![[2025F] Noah Reicin (BA)](https://files.cdn-files-a.com/uploads/4165719/2000_68bef7fb13213.jpg)
Date: 2025-10-17 / 3:00 - 4:00 PM
Location: White Hall 100
Instruction following is central to large language models (LLMs), yet their reliability under non-linear or structurally disrupted prompts remains poorly understood. We introduce a controlled evaluation framework that isolates prompt topology, independent of content complexity, as a variable in instruction adherence. Using rephrased Jeopardy!1 question–answer pairs held constant across conditions, we compare performance on linear prompts, which follow sequential order, and jumping prompts, which require non-sequential traversal through explicit directional cues.

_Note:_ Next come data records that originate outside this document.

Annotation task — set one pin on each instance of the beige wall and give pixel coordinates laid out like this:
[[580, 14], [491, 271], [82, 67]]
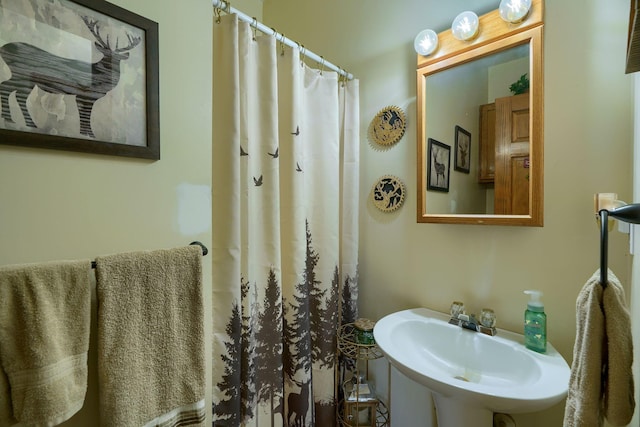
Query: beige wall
[[62, 205], [588, 148]]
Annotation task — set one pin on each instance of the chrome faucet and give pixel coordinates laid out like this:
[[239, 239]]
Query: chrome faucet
[[486, 325]]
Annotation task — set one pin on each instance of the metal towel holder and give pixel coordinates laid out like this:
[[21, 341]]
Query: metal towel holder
[[627, 213]]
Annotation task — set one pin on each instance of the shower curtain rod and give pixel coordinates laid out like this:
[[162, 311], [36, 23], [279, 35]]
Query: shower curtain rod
[[225, 6]]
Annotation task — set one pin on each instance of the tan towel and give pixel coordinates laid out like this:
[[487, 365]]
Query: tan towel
[[601, 382], [151, 366], [44, 340]]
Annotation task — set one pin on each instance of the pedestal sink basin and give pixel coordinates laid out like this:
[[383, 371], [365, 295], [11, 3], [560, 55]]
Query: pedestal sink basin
[[471, 375]]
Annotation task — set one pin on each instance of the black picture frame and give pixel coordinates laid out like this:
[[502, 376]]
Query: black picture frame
[[439, 165], [80, 49], [462, 161]]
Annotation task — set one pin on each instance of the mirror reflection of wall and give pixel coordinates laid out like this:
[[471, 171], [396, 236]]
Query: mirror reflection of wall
[[453, 98]]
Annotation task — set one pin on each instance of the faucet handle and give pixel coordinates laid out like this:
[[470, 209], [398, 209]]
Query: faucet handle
[[487, 318], [457, 308]]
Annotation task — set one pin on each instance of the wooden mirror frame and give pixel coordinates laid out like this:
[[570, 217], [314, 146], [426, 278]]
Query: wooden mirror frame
[[495, 35]]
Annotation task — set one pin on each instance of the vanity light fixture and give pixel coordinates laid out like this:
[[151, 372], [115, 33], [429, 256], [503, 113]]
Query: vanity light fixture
[[426, 42], [465, 26], [514, 11]]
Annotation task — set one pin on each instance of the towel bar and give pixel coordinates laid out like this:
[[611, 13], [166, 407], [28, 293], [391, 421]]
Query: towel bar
[[205, 251], [627, 213]]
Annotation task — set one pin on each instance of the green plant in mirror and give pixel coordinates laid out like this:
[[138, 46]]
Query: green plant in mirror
[[520, 86]]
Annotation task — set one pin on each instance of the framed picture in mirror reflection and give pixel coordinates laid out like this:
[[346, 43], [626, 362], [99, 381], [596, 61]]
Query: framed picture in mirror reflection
[[463, 150], [438, 166]]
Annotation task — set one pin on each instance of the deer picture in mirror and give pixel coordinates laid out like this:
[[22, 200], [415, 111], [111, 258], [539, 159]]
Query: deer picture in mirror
[[492, 86]]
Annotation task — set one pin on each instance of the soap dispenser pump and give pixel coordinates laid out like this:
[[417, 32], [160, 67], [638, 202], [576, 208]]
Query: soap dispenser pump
[[535, 323]]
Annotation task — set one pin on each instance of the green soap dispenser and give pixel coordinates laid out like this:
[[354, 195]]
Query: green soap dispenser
[[535, 323]]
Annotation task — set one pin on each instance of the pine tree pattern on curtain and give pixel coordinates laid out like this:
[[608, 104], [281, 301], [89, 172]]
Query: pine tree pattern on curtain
[[285, 203]]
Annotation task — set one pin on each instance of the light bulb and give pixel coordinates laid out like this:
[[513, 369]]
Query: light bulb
[[465, 26], [514, 11], [426, 42]]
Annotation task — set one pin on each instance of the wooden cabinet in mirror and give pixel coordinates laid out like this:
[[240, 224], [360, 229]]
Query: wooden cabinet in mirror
[[480, 85]]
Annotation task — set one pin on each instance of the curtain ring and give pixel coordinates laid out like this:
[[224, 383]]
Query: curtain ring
[[254, 27]]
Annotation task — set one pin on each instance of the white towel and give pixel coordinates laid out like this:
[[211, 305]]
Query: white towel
[[151, 365], [601, 382], [44, 340]]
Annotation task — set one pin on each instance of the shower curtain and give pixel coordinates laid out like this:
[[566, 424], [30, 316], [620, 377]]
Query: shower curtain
[[285, 233]]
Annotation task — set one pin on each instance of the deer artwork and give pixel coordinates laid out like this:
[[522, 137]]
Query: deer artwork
[[463, 150], [88, 82], [298, 404], [439, 167]]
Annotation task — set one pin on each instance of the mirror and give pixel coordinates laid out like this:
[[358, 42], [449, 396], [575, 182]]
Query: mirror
[[480, 146]]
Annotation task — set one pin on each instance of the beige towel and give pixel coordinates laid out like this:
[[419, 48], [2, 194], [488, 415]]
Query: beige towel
[[151, 338], [601, 382], [44, 340]]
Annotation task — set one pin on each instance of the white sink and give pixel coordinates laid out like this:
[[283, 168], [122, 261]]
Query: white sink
[[471, 374]]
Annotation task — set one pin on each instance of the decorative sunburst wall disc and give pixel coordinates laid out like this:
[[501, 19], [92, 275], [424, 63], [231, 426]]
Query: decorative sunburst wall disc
[[388, 126], [388, 193]]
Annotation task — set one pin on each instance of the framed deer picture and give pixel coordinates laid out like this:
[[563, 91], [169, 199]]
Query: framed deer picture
[[79, 75], [438, 166], [462, 161]]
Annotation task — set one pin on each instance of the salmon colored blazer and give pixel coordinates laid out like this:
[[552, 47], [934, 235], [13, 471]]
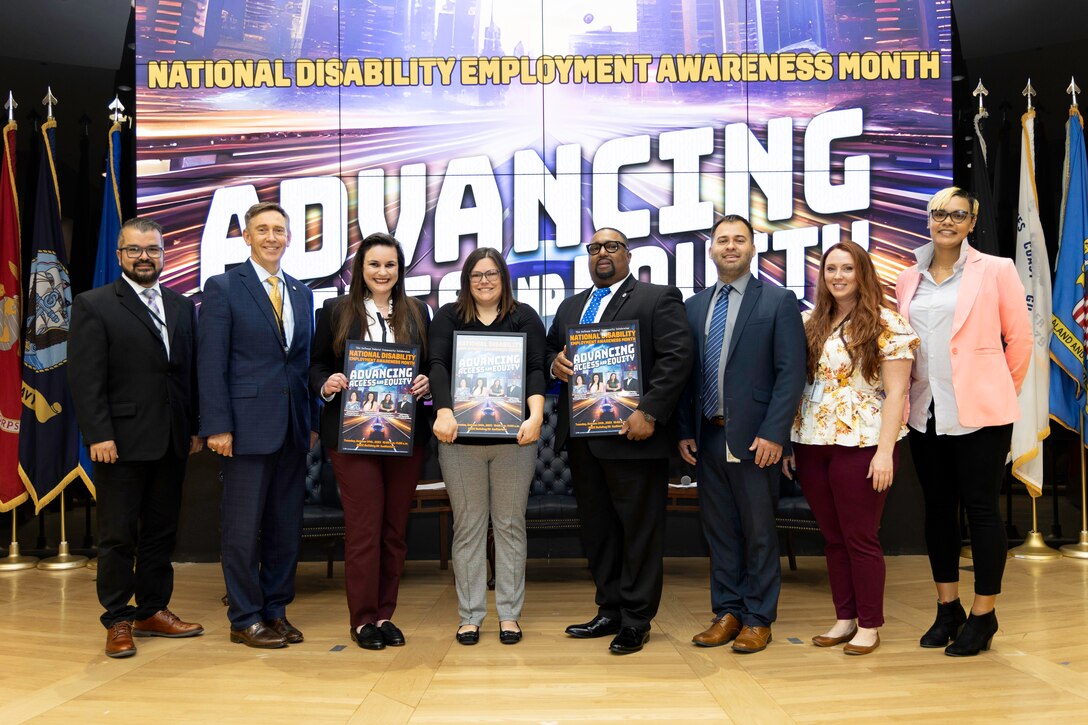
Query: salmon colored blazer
[[990, 309]]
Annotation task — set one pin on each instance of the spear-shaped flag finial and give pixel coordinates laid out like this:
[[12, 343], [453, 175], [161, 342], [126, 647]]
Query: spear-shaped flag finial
[[49, 101], [116, 109], [981, 93], [1028, 91], [1073, 90]]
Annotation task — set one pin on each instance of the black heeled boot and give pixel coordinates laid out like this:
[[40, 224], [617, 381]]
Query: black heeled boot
[[947, 626], [976, 636]]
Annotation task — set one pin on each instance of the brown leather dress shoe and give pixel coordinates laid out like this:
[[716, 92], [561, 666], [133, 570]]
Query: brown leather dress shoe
[[165, 623], [862, 649], [824, 640], [258, 635], [721, 631], [752, 639], [119, 640], [291, 634]]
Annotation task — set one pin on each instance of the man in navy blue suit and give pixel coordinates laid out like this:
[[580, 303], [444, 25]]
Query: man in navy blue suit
[[254, 354], [733, 425]]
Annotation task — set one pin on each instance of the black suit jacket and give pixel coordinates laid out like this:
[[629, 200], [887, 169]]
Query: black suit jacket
[[665, 348], [765, 368], [123, 386], [324, 363]]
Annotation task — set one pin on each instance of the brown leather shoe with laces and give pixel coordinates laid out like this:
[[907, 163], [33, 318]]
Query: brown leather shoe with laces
[[289, 633], [721, 631], [119, 640], [752, 639], [165, 623]]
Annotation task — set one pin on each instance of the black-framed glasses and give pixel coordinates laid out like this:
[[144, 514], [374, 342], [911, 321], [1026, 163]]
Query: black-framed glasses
[[610, 247], [136, 253], [959, 216], [491, 275]]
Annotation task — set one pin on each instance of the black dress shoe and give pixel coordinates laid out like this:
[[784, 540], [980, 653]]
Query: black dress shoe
[[291, 634], [469, 636], [392, 634], [509, 636], [598, 626], [368, 638], [629, 639], [258, 635]]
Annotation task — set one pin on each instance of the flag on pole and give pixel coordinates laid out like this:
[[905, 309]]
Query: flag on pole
[[986, 225], [1068, 369], [1034, 270], [49, 439], [107, 268], [12, 491]]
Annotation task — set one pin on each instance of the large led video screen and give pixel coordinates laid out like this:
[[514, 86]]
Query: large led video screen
[[527, 125]]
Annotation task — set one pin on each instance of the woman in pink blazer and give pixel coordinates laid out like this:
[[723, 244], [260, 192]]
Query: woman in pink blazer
[[971, 314]]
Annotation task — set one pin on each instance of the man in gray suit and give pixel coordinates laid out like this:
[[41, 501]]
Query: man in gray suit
[[733, 425]]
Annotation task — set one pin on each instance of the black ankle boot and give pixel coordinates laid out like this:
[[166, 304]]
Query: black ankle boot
[[976, 636], [947, 626]]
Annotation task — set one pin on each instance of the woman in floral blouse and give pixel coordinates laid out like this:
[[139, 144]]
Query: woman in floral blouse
[[844, 437]]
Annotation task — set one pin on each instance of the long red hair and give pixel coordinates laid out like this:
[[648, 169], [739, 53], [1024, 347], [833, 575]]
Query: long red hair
[[864, 322]]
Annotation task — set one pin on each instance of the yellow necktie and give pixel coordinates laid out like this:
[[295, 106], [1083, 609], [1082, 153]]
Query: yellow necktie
[[276, 300]]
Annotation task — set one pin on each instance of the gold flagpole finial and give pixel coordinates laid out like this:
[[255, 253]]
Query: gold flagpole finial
[[116, 111], [981, 93], [49, 101], [1028, 91]]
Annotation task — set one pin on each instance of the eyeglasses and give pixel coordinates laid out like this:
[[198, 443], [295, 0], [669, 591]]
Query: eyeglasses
[[959, 216], [136, 253], [610, 247], [491, 275]]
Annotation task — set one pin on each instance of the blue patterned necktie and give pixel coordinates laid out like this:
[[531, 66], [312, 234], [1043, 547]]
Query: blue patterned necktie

Across 600 evaluations spanning seven state-of-the-art open-source models, accuracy dropped by up to 83% under jumping conditions, revealing a strong dependence on positional continuity. Error analysis shows that most failures stem from instruction-order violations and semantic drift, indicating that current architectures internalize instruction following as a sequential pattern rather than an abstract reasoning skill. These results highlight structural sensitivity as a fundamental limitation in LLM alignment and reasoning, establishing a reproducible benchmark for testing robustness to discontinuous procedural execution.